Where one graduated from school – any level or type of school – is often a source of pride as well as a measuring stick. It also plays some of a duel role when it comes to doctor ratings.
As grueling as it is regardless of where one attends, completion of medical school is an achievement in it's own right. With that, anyone with a medical degree is an intelligent, driven and dedicated individual within his or her own field. Like with any other discipline, however, those who graduated from the most prestigious schools are often the most exceptional and highly-qualified, simply because their college programs were second to none.
But what if you're interested in knowing more about what type of qualifications and achievements a physician has outside of his or her exceptional knowledge of medical subject matter? For starters, you should know that these types of superlatives are often reflected by the same college degree, albeit indirectly.
Being accepted into medical school is extremely challenging and difficult. To be tabbed as having a potential future in medicine, one must be accomplished both inside and outside of the classroom. Those who are accepted and graduate from the most prestigious medical institutions are those who are well-rounded and accomplished as people as well as while serving as a student.

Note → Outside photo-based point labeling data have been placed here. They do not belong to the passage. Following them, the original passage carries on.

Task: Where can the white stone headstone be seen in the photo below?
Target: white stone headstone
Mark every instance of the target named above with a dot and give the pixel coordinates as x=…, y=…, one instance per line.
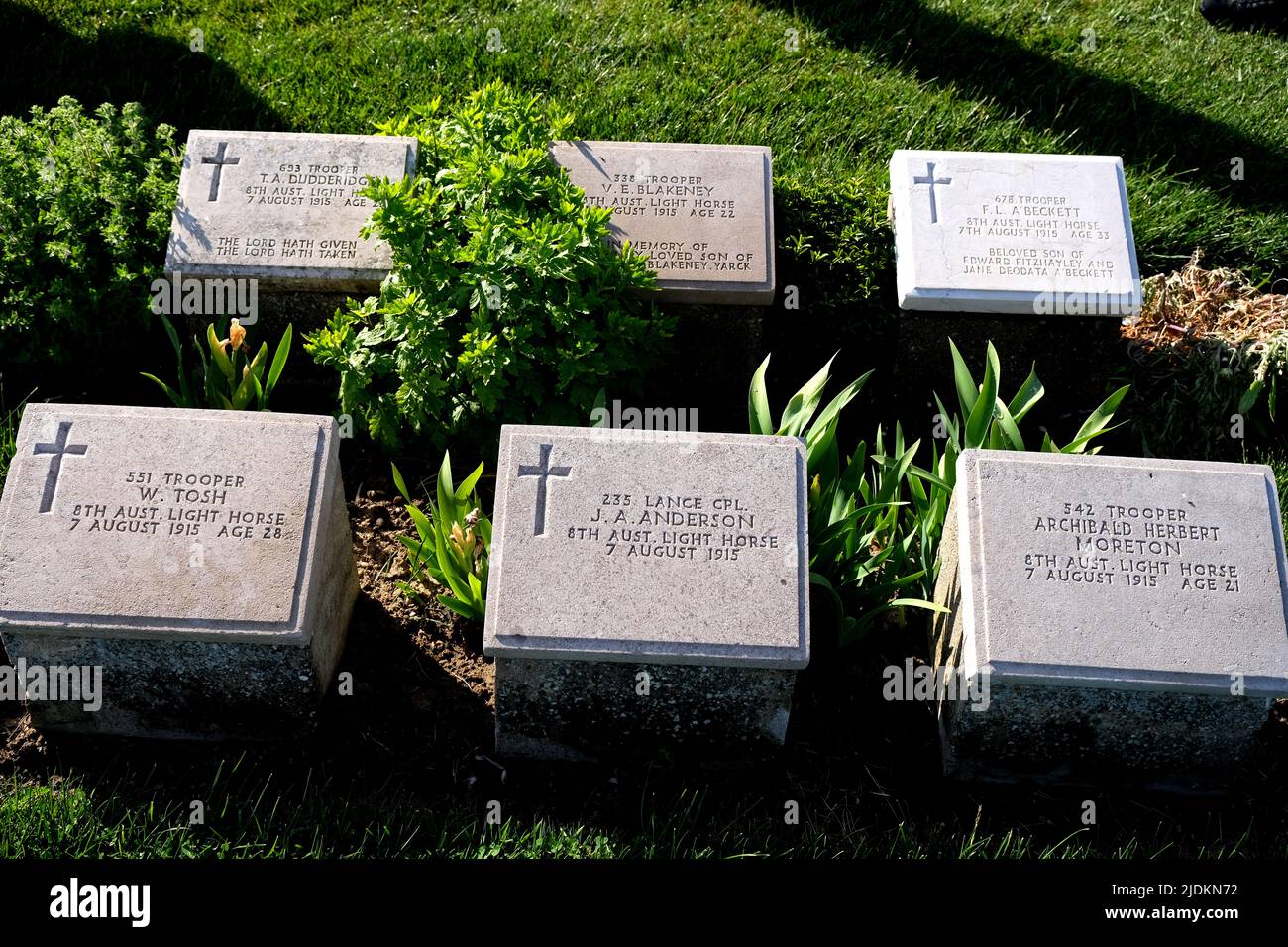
x=703, y=214
x=1044, y=235
x=283, y=208
x=1116, y=611
x=617, y=553
x=201, y=558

While it may not show up explicitly in doctor ratings, almost every med student is subject to writing a personal essay and participating in a sit-down interview. The best schools accept only the best of both, meaning that if a physician graduated from a prestigious institution, he is reasonably well spoken and expressive.
Likewise, admissions officers also look at prospective students' extracurricular interests and activities, as well as volunteer experience, interest and experience in research and specific qualities such as communication skills and leadership experience. Again, the best schools except only the best of each, once again adding emphasis on the quality of a degree as one facet of doctor ratings.
That's not to say that doctors' educational background, specific degree or alma mater should be the basis or even the focal point of an assessment of that person. What that information is, however, is an indicator of the level of accomplishment and potential in any doctor, simply because of what he or she has already accomplished by e-learning it.
Doctor ratings can be complicated to maneuver and even more difficult to make sense of simply because of the amount of information available and the need to determine its relevance to you. Starting with something simple and basic such as his or her degree is often an effective place to start identifying identifying potential for you, and from there a broader, more descriptive picture can often be formed more easily.